In a new report from Ctee, we're learning from industry insiders who have said TSMC's new 3nm and 5nm production capacity remains fully utilized, with the capacity utilization rate (UTR) projected to hit 100% in the first half of 2026. Multiple big tech companies like Apple, Qualcomm, and MediaTek have fully soaked up TSMC's new 3nm process node, with NVIDIA's next-gen Rubin AI platform in the HPC field also expected to consume a bunch of its production capacity in 2026.
US tech companies have adopted TSMC's new 3nm process node already, with Apple's new M5 family of processors on TSMC's new 3nm node, as well as Qualcomm's new Snapdragon X2 Elite processors, while on the HPC side of things NVIDIA's next-gen Rubin GPU family and AMD's next-gen Instinct MI355X AI accelerator will debut in 2026 on TSMC's new 3nm process node.
TSMC's new 3nm process node has become a major revenue driver for the company, with supply chain sources telling Ctee that TSMC's advanced process nodes below 5nm are becoming a scarce resource, with major tech companies competing ($$$) to invest in the latest wafers.

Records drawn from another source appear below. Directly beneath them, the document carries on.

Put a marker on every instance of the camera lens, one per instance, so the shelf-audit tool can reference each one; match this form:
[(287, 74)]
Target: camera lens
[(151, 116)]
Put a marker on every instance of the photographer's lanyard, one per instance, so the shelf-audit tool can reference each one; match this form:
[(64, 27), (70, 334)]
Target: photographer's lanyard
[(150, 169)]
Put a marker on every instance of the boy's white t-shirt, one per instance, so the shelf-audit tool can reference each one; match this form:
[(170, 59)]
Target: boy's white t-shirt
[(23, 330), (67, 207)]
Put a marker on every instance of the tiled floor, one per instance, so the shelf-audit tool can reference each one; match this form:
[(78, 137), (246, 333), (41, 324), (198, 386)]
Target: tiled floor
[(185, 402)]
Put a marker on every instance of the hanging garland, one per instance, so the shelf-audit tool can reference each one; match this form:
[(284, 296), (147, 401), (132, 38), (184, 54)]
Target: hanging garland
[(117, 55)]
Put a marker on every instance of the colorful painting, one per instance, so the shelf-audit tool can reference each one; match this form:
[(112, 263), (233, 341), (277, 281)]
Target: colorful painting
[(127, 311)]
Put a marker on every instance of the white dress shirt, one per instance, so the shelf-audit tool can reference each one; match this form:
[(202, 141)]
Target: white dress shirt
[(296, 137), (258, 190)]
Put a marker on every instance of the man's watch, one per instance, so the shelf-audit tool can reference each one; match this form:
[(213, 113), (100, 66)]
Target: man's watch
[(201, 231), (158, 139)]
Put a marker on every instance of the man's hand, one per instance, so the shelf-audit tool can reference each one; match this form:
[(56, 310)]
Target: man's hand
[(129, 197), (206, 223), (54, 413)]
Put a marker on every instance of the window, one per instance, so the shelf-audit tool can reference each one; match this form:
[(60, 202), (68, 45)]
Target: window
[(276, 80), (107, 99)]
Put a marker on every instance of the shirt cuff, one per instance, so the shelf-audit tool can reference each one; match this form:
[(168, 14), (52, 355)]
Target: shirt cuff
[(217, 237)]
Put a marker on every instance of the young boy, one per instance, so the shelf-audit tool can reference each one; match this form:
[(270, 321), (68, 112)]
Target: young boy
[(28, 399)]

- Read more: TSMC's 5nm, 3nm production lines 'fully loaded' in 1H 2025
- Read more: TSMC price increases for 3nm, 5nm + CoWoS packaging in 2025
- Read more: TSMC to make $31 billion in 9 months from its 3nm and 5nm process nodes alone
Based on the current order outlook from industry players, TSMC should be close to full capacity in 1H 2026, which will see the semiconductor dominator confidently raising prices of its latest nodes, something we've been hearing in rumors for a while now. 3nm and 5nm chips are expected to get price increases from TSMC of between 5-10%, while CoWoS advanced packaging prices are expected to go up 15-20% or so.